She rang me up last night for some help. I didn’t really have the time, what with all the stuff I still have to sort. But she’s a good friend and I’m always there if I can be, particularly at short notice. Plus she was paying. So I did a day. The time flew by. But it was hard to make sense of what she needed from me. And we definitely didn’t have the time. We were halfway through the third module when I said “If there are eight of these we might need another day.” “Eight? There are eighteen.”

About then is when I freaked out.

I don’t like doing things badly. I’d sooner not do it than do it slipshod. It leaves a bad taste in my mouth. But maybe it’s useful for me to learn to shortcut, otherwise I put off starting things forever because I don’t trust I have time to do them well. After all, I frequently write crap blogs if I’m exhausted. It’s actually good practice for me to let go like this, having to do one every day no matter what. “Oh fuck it that’ll do” is a reasonably unusual pattern of thinking to me. So I keep churning out minimum 500 words a day.

Now I’m going home with a list of vowels and dipthongs, and while I’m sorting porcelain on the floor of my hall I’ll be writing lines utilising my mind and time. All those bloody pat sentences, but new ones. The burglar was searching through Murphy’s dirty shirts when he was disturbed by the girls. The rain in Spain stays mainly on the plain. How now brown cow. Air Hair Lair!! Helpfully – (not helpfully) – she likes to give them a little poem to practice with at the end of the session using all the sounds. Sergeant Marwood charmed the clerk to teach dressage in Richmond Park. George Warne sorts porn, his daughter caught him, he’s forlorn.
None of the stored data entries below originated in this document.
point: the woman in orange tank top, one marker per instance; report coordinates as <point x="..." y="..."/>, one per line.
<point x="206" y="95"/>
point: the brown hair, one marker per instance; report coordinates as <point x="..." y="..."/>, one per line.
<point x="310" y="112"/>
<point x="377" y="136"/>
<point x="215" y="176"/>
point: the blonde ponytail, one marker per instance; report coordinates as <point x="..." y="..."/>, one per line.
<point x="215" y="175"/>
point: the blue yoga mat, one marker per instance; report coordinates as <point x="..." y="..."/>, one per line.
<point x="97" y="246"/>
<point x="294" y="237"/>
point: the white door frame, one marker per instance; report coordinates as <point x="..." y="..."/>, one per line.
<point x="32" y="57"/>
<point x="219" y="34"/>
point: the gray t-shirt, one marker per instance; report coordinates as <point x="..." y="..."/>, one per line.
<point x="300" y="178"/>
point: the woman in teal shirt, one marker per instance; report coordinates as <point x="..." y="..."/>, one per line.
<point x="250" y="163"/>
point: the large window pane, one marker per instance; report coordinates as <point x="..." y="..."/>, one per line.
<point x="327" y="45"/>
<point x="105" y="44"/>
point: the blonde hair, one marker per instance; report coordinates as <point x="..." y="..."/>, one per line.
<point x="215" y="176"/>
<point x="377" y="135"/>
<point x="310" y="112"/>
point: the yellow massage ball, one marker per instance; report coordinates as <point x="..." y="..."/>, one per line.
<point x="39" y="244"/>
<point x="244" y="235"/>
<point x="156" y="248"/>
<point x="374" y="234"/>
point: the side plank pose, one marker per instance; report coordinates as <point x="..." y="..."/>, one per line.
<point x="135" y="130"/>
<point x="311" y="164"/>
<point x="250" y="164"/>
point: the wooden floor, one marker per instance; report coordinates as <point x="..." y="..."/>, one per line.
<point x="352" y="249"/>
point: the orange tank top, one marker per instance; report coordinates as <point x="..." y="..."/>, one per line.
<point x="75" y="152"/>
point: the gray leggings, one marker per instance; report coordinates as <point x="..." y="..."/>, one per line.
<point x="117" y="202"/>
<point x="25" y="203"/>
Doggerell.

I’ve got about twenty boxes of porcelain to sort, a van to plan to return, three weird scenes to glean, better then ten letters to send, an urn of kernels to burn for the colonel, a cargo of yaargh to aargh gaaargh aaaaaaa fllargh and I’m on a mission to smash an audition. Every second I work for someone else right now is disrespectful of my own needs and desires. I’ve been doing that for so long my stuff is backed up to the point that it has to be looked at now so I can return resurgent in a few months uncluttered by the weight of the years of delaying. My focus right now shouldn’t be someone else’s needs, but mine. But there’s a deadline looming, this is work I’m good at, and my friend needs me – (and she’s paying). So now I’m suddenly Doctor fucking Suess without a story. She’s paying ok for the weight of the cake. But it’s too much to do and my time should be prime. Aargh.